This function returns the complete ABS Catalogue information as a python dictionary of pandas DataFrames, as well as the associated metadata in a separate DataFrame. The function automates the collection of zip and excel files from the ABS website. If necessary, these files are downloaded, and saved into a cache directory. The files are then parsed to extract time series data, and the associated metadata.

By default, the cache directory is ./.readabs_cache/. You can change the default directory name by setting the shell environment variable READABS_CACHE_DIR with the name of the preferred directory.

Parameters

cat : str The ABS Catalogue Number for the data to be downloaded and made available by this function. This argument must be specified in the function call.

keep_non_ts : bool = False A flag for whether to keep the non-time-series tables that might form part of an ABS catalogue item. Normally, the non-time-series information is ignored, and not made available to the user.

**kwargs : Any The following parameters may be passed as optional keyword arguments.

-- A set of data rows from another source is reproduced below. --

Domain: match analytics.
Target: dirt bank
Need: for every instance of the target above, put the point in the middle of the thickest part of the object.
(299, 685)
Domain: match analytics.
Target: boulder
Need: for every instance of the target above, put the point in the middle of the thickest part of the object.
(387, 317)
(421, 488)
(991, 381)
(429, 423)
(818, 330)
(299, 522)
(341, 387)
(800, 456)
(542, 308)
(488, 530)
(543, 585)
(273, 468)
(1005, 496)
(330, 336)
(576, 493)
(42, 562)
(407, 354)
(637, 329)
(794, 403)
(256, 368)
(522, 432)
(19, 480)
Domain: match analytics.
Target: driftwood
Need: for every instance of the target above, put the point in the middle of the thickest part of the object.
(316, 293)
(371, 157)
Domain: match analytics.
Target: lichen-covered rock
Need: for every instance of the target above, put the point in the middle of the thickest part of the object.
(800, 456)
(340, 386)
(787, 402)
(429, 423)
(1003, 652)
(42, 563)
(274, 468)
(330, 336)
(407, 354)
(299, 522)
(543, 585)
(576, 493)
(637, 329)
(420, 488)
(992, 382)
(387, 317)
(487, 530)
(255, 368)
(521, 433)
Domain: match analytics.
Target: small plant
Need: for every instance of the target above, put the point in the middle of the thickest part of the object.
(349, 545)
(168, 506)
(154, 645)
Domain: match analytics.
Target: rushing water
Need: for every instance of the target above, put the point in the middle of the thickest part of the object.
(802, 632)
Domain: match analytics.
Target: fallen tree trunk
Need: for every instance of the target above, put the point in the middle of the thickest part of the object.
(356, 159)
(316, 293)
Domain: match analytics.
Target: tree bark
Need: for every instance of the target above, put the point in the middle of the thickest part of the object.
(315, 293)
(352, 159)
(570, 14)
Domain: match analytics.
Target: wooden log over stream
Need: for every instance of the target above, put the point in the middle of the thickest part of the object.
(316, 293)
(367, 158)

history : str = "" Orovide a month-year string to extract historical ABS data. For example, you can set history="dec-2023" to the get the ABS data for a catalogue identifier that was originally published in respect of Q4 of 2023. Note: not all ABS data sources are structured so that this technique works in every case; but most are.

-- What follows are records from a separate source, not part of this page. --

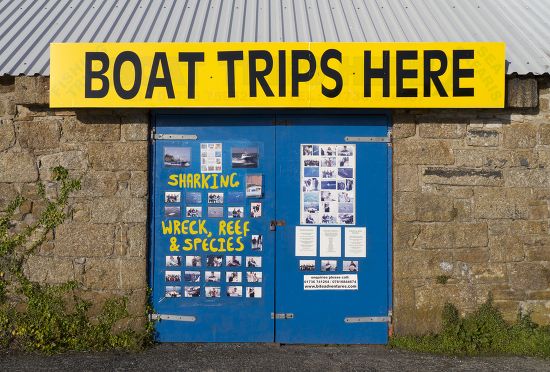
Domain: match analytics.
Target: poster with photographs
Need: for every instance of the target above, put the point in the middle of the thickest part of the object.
(211, 157)
(327, 184)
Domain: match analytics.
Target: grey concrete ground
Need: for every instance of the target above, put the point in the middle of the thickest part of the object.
(252, 357)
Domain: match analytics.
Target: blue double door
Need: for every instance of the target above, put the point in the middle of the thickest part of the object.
(271, 228)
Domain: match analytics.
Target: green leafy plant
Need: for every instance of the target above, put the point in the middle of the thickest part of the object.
(53, 318)
(482, 332)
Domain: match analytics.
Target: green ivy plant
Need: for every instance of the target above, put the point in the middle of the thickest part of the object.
(53, 318)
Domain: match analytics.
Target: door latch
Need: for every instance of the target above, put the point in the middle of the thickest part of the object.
(274, 223)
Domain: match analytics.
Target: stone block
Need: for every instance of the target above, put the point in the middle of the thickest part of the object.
(84, 240)
(522, 93)
(442, 130)
(18, 167)
(84, 128)
(528, 276)
(405, 178)
(51, 270)
(524, 177)
(423, 152)
(133, 274)
(520, 135)
(32, 90)
(482, 138)
(423, 207)
(452, 235)
(463, 176)
(71, 160)
(7, 134)
(135, 132)
(506, 248)
(137, 240)
(118, 156)
(97, 183)
(501, 203)
(111, 210)
(41, 133)
(102, 274)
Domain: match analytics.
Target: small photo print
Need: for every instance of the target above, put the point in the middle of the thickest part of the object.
(351, 266)
(255, 210)
(310, 184)
(254, 277)
(254, 292)
(345, 172)
(235, 197)
(244, 157)
(235, 212)
(344, 150)
(328, 150)
(310, 150)
(172, 211)
(172, 197)
(311, 172)
(215, 212)
(193, 291)
(193, 211)
(172, 292)
(177, 157)
(214, 261)
(254, 185)
(233, 261)
(193, 261)
(233, 277)
(328, 265)
(234, 291)
(193, 197)
(215, 198)
(346, 218)
(328, 185)
(213, 276)
(314, 162)
(328, 161)
(173, 276)
(212, 291)
(257, 242)
(253, 261)
(173, 261)
(192, 276)
(307, 265)
(311, 218)
(328, 196)
(328, 219)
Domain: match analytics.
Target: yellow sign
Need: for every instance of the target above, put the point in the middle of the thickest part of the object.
(354, 75)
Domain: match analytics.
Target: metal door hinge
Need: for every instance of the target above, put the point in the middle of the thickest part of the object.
(282, 316)
(160, 136)
(178, 318)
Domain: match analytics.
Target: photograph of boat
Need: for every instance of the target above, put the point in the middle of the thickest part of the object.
(244, 157)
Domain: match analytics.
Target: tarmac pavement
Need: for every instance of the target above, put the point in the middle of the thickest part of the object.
(264, 357)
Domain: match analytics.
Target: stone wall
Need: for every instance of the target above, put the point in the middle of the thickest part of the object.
(471, 212)
(103, 243)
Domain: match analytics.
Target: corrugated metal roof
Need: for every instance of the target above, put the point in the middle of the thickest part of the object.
(28, 26)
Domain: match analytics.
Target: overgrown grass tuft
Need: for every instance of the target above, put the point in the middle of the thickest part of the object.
(482, 332)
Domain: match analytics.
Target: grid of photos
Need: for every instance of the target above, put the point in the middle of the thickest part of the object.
(211, 157)
(327, 184)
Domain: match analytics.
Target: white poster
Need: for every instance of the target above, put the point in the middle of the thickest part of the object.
(355, 242)
(211, 157)
(330, 241)
(329, 281)
(327, 184)
(306, 241)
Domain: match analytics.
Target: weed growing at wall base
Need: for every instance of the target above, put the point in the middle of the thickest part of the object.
(53, 318)
(483, 332)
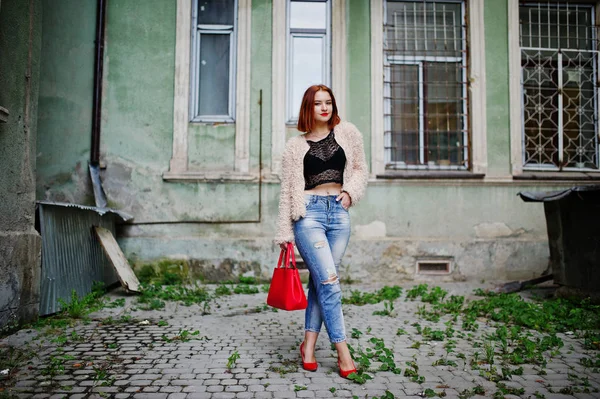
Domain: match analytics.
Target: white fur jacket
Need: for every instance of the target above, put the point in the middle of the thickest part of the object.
(291, 200)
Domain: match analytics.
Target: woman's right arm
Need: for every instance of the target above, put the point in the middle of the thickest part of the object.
(285, 232)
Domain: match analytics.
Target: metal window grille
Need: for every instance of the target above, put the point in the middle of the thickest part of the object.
(308, 50)
(425, 85)
(559, 61)
(213, 60)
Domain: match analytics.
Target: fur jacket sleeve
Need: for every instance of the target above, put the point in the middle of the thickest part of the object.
(291, 199)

verbose : bool = False Setting this to true may help diagnose why something might be going wrong with the data retrieval process.

ignore_errors : bool = False Normally, this function will cease downloading when an error in encountered. However, sometimes the ABS website has malformed links, and changing this setting is necessitated. (Note: if you drop a message to the ABS, they will usually fix broken links with a business day).

get_zip : bool = True Download the excel files in .zip files.

get_excel_if_no_zip : bool = True Only try to download .xlsx files if there are no zip files available to be downloaded. Only downloading individual excel files when there are no zip files to download can speed up the download process.

get_excel : bool = False The default value means that excel files are not automatically download. Note: at least one of get_zip, get_excel_if_no_zip, or get_excel must be true. For most ABS catalogue items, it is sufficient to just download the one zip file. But note, some catalogue items do not have a zip file. Others have quite a number of zip files.

single_excel_only : str = "" If this argument is set to a table name (without the .xlsx extension), only that excel file will be downloaded. If set, and only a limited subset of available data is needed, this can speed up download times significantly. Note: overrides get_zip, get_excel_if_no_zip, get_excel and single_zip_only.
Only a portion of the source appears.